Sembrava qualcosa destinato a non arrivare mai. Un 2020 più nero del solito, sotto tutti i punti di vista, che finalmente sta tornando a vedere la luce, e lo farà anche nel mondo del calcio, il nostro, quello che riguarda la penisola italica. Dopo più di tre mesi si torna a giocare e questa sera Juventus e Milan sul palcoscenico dell’Allianz Stadium riaccenderanno i riflettori e si giocheranno subito un posto fondamentale per la finale di Coppa Italia. Il risultato di 1-1 dell’andata del lontano 13 febbraio, probabilmente favorisce i bianconeri per il passaggio del turno non solo per la forza oramai conosciuta degli uomini di Sarri, specie messi a confronto con quelli di Pioli, ma anche poiché i rossoneri dovranno necessariamente fare gol. Il gol, appunto, sarà senza dubbio la cosa più importante. Ma come il Milan può mettere davvero in difficoltà la Juve?
INEDITO
Negli ultimi giorni, l’avvicinamento a questa gara così attesa ha portato a diverse opinioni e novità soprattutto per quello che concerne la possibilità concreta che Stefano Pioli scelga un modulo diverso, innovativo, soprattutto a causa delle numerose assenze tra infortuni e squalificati. Il primo lato della medaglia vede l’assenza di tre pesanti pedine per lo scacchiere del tecnico romagnolo, che nelle ultime lontane uscite rossonere, hanno sicuramente fatto la differenza e dimostrato di avere un posto più che fondamentale in rosa: Castillejo e Theo Hernandez squalificati, Ibrahimovic squalificato ed al momento anche infortunato.

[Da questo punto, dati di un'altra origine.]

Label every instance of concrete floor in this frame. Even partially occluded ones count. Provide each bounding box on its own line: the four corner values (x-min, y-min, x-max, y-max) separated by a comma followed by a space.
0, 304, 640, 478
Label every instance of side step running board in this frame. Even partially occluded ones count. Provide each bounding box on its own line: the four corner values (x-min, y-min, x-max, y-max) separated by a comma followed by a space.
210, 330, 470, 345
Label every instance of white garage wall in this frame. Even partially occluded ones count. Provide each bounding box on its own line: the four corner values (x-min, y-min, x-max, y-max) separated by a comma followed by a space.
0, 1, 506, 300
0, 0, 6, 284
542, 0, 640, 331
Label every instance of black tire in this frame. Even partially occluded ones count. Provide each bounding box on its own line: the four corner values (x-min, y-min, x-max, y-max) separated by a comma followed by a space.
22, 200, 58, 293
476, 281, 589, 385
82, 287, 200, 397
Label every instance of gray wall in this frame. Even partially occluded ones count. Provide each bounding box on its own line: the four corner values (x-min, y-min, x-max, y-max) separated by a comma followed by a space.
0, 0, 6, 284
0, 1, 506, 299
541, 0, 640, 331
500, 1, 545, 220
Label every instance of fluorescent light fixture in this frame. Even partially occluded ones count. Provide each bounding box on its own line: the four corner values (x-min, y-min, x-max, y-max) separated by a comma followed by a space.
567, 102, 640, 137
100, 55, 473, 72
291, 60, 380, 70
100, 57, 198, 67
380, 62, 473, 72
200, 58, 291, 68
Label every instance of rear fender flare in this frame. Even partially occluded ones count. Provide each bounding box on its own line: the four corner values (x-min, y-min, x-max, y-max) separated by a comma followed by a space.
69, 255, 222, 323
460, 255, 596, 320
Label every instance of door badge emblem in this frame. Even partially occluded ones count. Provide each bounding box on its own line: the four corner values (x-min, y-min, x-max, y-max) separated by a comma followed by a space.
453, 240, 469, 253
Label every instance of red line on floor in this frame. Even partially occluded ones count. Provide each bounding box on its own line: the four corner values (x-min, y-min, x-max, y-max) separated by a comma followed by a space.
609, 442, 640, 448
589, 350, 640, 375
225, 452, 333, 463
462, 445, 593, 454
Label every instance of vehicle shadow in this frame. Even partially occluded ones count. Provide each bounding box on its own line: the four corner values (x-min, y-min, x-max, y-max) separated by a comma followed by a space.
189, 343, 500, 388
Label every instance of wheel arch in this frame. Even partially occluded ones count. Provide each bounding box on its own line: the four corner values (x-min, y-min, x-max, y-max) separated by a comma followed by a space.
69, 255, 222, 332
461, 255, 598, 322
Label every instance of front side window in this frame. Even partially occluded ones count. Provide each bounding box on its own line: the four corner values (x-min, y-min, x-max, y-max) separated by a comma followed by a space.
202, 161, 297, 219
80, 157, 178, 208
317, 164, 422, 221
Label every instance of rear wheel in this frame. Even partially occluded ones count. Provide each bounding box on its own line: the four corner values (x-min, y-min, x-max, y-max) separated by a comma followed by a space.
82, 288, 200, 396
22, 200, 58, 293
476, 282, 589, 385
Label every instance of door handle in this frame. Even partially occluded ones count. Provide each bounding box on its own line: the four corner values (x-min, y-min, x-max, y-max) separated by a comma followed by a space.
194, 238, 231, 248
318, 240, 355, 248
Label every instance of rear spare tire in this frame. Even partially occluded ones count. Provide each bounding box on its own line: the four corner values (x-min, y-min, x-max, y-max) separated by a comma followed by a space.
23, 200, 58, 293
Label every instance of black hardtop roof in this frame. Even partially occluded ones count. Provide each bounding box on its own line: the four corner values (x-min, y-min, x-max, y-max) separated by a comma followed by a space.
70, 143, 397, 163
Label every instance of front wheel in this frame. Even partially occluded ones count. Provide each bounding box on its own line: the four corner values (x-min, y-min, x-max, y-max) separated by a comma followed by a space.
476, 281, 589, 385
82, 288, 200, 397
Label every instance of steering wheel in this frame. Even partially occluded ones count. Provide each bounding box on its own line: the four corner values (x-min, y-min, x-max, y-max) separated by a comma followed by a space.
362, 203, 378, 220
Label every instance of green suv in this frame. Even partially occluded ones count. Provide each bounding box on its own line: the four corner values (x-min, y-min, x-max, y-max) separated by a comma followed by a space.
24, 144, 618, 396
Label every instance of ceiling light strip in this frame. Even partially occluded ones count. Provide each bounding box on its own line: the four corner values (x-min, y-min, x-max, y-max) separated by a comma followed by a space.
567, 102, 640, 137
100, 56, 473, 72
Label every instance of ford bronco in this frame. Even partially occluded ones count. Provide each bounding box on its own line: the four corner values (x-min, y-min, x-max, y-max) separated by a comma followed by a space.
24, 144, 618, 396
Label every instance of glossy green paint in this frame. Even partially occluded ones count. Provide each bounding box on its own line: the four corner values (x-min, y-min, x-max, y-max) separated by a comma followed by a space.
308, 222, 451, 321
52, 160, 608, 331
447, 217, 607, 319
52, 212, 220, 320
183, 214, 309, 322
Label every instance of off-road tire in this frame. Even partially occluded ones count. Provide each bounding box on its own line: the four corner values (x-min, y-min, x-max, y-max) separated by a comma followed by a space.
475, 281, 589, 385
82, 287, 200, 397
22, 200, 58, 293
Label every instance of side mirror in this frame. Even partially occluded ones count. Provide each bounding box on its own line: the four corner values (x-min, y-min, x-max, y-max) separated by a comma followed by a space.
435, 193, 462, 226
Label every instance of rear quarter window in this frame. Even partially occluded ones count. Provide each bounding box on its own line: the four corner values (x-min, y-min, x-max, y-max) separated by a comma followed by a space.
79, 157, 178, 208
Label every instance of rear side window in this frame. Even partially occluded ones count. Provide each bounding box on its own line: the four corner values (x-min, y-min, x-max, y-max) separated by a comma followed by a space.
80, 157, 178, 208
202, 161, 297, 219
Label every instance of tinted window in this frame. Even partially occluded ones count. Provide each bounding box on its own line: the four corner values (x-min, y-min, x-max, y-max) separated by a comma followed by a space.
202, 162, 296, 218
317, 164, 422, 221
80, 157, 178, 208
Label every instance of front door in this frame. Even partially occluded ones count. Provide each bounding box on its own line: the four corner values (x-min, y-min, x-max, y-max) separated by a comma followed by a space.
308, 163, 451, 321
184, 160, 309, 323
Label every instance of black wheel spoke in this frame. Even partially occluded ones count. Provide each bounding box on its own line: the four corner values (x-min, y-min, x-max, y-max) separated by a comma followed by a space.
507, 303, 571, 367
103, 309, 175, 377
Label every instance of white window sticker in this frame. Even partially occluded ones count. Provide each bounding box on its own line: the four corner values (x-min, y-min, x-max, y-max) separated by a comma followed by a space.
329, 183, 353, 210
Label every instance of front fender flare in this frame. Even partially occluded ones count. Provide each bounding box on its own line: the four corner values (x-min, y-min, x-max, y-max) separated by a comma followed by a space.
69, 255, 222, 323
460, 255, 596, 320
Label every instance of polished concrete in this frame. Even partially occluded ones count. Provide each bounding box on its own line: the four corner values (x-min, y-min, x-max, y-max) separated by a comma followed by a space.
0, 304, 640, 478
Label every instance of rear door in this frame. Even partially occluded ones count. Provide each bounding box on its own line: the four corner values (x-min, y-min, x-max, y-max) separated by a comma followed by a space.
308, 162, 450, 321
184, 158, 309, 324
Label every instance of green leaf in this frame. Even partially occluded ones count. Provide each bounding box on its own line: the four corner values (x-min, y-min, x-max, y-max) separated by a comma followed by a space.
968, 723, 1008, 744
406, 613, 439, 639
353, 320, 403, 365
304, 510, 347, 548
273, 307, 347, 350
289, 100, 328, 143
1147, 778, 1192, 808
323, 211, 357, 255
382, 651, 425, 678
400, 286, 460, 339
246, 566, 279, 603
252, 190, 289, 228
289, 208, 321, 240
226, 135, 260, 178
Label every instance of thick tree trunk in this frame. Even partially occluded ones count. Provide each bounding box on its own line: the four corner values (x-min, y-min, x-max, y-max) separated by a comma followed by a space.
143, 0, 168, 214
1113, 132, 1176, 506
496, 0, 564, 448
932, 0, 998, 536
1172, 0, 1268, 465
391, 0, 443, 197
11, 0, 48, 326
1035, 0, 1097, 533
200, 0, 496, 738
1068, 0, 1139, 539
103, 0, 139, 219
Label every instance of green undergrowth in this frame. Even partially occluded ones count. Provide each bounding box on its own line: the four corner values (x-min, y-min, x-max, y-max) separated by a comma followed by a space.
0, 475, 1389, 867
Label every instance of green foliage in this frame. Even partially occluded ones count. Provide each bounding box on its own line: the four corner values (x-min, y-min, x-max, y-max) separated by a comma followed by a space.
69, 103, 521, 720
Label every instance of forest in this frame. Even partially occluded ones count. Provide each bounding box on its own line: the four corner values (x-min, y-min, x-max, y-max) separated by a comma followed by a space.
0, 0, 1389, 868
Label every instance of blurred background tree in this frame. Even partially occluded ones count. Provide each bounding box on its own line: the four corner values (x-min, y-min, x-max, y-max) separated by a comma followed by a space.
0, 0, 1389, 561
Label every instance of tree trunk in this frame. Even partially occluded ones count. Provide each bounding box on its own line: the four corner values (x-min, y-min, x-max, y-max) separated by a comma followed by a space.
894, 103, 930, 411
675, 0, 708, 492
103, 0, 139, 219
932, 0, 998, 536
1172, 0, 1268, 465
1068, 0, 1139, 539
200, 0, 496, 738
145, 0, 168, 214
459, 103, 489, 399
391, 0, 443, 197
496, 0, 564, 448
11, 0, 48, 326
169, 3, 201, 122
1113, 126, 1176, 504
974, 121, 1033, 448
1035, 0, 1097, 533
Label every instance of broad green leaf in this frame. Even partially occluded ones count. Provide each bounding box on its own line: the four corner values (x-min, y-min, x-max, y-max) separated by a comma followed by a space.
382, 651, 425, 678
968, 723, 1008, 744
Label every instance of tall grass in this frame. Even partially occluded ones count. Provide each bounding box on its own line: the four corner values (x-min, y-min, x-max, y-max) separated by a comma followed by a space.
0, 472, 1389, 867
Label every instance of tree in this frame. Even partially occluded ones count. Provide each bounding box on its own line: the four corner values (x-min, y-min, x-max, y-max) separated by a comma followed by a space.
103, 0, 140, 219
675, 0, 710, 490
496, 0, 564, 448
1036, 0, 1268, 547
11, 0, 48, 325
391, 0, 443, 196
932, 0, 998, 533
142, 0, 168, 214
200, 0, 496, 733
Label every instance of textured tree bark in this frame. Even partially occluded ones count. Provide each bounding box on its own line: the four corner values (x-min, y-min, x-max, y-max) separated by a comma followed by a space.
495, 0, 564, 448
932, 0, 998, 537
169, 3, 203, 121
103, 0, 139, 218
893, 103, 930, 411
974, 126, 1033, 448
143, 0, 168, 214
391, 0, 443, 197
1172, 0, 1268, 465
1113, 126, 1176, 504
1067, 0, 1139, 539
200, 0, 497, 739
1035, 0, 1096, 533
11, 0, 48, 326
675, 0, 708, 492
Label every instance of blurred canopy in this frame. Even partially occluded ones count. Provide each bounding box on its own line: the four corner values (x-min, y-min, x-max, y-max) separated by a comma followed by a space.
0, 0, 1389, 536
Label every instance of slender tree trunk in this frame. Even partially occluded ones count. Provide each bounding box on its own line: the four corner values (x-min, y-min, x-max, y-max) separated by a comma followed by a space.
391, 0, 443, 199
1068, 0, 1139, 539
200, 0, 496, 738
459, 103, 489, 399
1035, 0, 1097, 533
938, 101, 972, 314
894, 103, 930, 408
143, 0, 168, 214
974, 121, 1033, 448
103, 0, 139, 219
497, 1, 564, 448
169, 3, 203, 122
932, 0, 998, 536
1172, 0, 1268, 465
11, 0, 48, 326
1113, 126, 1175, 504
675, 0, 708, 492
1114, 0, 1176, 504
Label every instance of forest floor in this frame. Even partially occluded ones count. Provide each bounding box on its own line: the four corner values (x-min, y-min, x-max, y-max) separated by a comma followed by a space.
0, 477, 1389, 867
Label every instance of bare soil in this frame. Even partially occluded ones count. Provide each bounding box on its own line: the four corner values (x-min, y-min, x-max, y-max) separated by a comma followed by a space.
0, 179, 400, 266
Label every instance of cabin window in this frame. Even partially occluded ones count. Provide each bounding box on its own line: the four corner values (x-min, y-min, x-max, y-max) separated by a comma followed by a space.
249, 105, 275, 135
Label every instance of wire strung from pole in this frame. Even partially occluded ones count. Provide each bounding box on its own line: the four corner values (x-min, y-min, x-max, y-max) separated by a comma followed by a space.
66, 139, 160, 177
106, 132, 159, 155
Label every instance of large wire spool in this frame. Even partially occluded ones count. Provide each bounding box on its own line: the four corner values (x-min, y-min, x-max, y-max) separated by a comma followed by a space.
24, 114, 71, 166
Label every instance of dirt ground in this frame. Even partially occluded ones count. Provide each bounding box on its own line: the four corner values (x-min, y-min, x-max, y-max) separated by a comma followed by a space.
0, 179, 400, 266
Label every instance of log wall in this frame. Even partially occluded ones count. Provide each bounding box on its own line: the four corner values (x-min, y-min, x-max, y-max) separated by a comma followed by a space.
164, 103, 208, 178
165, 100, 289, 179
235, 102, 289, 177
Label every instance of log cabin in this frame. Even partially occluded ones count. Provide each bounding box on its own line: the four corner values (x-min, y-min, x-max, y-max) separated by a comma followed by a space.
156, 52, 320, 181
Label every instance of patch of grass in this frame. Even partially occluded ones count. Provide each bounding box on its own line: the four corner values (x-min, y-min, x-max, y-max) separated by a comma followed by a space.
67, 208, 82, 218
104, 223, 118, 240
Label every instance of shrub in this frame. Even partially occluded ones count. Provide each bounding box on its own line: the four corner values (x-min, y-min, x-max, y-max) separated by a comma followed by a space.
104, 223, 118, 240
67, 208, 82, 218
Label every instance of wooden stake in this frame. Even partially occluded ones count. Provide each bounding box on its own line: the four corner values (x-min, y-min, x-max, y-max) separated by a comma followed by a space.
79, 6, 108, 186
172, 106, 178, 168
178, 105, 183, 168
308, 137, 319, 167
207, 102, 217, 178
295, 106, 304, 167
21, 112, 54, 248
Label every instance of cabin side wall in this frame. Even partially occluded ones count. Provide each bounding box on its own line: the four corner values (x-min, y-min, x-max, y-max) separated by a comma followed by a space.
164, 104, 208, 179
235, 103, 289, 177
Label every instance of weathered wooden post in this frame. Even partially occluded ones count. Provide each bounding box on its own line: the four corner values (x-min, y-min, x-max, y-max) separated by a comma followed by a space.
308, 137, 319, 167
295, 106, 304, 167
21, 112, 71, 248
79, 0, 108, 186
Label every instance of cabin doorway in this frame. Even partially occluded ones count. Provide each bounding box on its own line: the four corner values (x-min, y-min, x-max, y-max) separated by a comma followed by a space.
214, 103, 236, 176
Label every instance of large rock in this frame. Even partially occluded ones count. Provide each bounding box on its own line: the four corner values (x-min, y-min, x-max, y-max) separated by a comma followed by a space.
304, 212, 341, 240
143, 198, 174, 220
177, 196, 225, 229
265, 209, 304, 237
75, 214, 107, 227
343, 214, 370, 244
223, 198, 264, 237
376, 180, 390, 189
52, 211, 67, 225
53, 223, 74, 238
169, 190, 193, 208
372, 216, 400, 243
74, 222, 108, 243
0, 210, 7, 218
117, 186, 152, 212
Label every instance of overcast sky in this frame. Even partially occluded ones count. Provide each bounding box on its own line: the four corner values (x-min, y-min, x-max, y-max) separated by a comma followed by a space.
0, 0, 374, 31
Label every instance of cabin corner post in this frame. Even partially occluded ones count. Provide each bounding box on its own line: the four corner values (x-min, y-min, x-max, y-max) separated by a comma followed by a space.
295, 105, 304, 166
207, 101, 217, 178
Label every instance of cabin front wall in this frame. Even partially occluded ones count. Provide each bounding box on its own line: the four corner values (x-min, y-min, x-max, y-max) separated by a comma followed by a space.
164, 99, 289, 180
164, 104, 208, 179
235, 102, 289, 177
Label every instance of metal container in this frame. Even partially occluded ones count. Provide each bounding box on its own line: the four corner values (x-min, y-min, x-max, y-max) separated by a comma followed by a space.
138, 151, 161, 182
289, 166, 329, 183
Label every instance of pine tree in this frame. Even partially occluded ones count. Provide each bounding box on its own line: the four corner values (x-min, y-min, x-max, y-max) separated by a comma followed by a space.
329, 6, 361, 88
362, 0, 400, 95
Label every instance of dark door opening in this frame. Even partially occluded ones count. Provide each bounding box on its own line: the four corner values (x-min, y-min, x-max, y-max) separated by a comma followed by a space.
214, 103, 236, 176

Il lato opposto di questa medaglia, può però trasformarsi in qualcosa che favorisce i rossoneri proprio perché queste assenze importanti, porteranno ad una variazione di modulo e gioco-forza, la presenza inedita anche degli uomini schierati in campo. Questa particolare situazione, positiva sicuramente a metà, può anche impedire al tecnico bianconero di studiare l’approccio degli avversari, proprio perché quello di stasera sarà un Milan – quasi – totalmente nuovo.
AGGRESSIVI A METÀ CAMPO
Uno dei pochi punti deboli esposti dalla Juventus durante questa stagione è stato sicuramente la mancanza di una nettà personalità a centrocampo. Molte palle perse in fase di impostazione e difficoltà quando aggredito. Con ogni probabilià, tra le situazioni su cui il Milan dovrà e potrà spingere sarà proprio quella, sfruttando la foga agonistica e la voglia di recuperare palloni di Bennacer, coaudivato da Kessiè, che può sicuramente mettere in difficoltà gli insicuri Bentancur e Matuidi.
Altra fase fondamentale, che può spostare gli equilibri di una partita del genere, è caratterizzata dal dover, necessariamente, sfruttare ogni occasione e colpire in contropiede. L’assenza di Theo e Castillejo toglie sicurezze e velocità nella corsa, ma uomini come Rebic, Paquetá e Bonaventura possono sfruttare le occasioni e le eventuali disattenzioni della retroguardia avversaria, perché gli errori bianconeri ci saranno: non si scende in campo da tanto, troppo tempo, e sarà quasi impossibile giocare una gara perfetta.
MODULO
Ultimo elemento importante e da non sottovalutare è la possibilità di schierarsi in maniera differente, cambiare modulo in base alle circostanze in cui il Milan stesso si troverà. Si parte probabilmente, e per non snaturare ciò su cui si è lavorato da Gennaio ad inizio Marzo, dal 4-2-3-1 che vedrà Bonaventura, Calhanoglu e Paquetà alle spalle di Rebic. Ma questa situazione non toglie la possibilità di variare camaleonticamente e trasformare l’assetto passando al 4-3-2-1 per una maggiore copertura, in cui probabilmente toccherebbe a Jack scalare a centrocampo e affiancarsi a Kessié e Bennacer.
Si ripartirà dal risultato di 1-1, ma sarà come un rientro in campo tanto inedito quanto imprevdeibile: gli stessi elementi che cerca il Milan per sfatare il tabù e vincere per la prima volta allo Stadium.